Although I previously did an analysis where I listed many clues that suggest that the country setting of Arendelle is located in Norway, since I did that, I have learned some new facts that help to support it further, including the actual town that inspired Arendelle by its name. ;)
The name ‘Arendelle’ is based on the Norwegian town of Arendal, located in the county of Aust-Agder, to the southwest of the Norwegian capital, Oslo. In Norwegian, 'Aren’ is possibly derived from 'ørn’, which means “eagle”, and 'delle’ is derived from 'dal’, which means “valley.”
The script says that Kristoff is a Sami boy, and that he and the ice harvesters wear traditional Sami clothing. These Sami (sometimes spelled “Sámi”) people, traditionally known as Lapps in English, are the indigenous Finno-Ugric people inhabiting the Arctic area of Sápmi. This area is located in Northern Europe and stretches over the far northern parts of Scandinavia, including Norway. A common practice of Sami culture is reindeer herding, which would explain how Sven became Kristoff’s pet.
Throughout Frozen, there is a decoration inscribed in many things, from clothing to architecture to furnishings. This is known as rosemaling (which is Norwegian for “decorative painting”), a decorative folk art that originated in the rural valleys of Norway.
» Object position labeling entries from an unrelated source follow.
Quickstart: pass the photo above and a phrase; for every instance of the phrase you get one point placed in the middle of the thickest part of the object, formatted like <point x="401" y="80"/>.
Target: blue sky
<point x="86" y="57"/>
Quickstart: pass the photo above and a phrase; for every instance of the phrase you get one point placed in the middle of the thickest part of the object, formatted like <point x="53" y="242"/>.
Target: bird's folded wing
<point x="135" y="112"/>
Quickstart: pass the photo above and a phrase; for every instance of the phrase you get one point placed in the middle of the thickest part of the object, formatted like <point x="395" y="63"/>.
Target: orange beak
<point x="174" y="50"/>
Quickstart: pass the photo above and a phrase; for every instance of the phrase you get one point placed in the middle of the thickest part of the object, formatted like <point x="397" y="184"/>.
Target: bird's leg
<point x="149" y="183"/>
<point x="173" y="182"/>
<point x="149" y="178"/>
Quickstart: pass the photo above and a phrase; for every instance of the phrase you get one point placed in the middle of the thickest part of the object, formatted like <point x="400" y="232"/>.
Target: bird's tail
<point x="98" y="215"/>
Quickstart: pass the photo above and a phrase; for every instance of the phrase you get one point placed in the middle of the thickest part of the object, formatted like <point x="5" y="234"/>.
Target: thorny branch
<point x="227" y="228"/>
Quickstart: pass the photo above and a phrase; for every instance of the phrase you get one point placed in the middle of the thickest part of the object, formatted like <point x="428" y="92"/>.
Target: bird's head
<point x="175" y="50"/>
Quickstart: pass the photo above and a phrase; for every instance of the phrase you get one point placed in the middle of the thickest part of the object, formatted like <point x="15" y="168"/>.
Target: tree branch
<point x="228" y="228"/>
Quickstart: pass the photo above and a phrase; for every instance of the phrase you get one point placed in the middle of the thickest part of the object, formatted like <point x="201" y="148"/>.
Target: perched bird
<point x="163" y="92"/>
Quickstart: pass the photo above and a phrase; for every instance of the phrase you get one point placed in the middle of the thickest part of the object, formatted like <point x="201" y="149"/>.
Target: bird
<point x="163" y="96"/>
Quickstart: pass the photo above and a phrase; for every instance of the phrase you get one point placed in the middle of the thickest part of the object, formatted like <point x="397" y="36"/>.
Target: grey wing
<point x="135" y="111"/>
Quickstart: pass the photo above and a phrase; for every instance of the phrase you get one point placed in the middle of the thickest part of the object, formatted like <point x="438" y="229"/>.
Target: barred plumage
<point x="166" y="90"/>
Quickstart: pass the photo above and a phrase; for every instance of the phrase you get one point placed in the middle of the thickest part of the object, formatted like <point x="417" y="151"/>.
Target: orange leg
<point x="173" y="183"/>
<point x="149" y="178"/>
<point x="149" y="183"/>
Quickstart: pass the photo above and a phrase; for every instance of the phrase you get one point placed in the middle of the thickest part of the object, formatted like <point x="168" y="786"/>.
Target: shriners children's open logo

It uses stylized flower ornamentation, scrollwork, lining and geometric elements, often in flowing patterns.
Christianity is the largest religion in Norway as well as Denmark. This seems to come into play because the four human characters each have a name translated from or related to the said religion (see this analysis).
Lights in the sky that are clearly the Northern Lights are prominently shown at least twice in the film. Northern Norway is right in the middle of the Northern Lights zone, and the coasts of the Norwegian counties of Troms and Finnmark lay where occurrence is greatest.
There is a heated debate in Norway about how to stack firewood properly, bark up or bark down. This is briefly referenced during the time when Arendelle is covered in snow: two townsmen are seen arguing about how to stack firewood.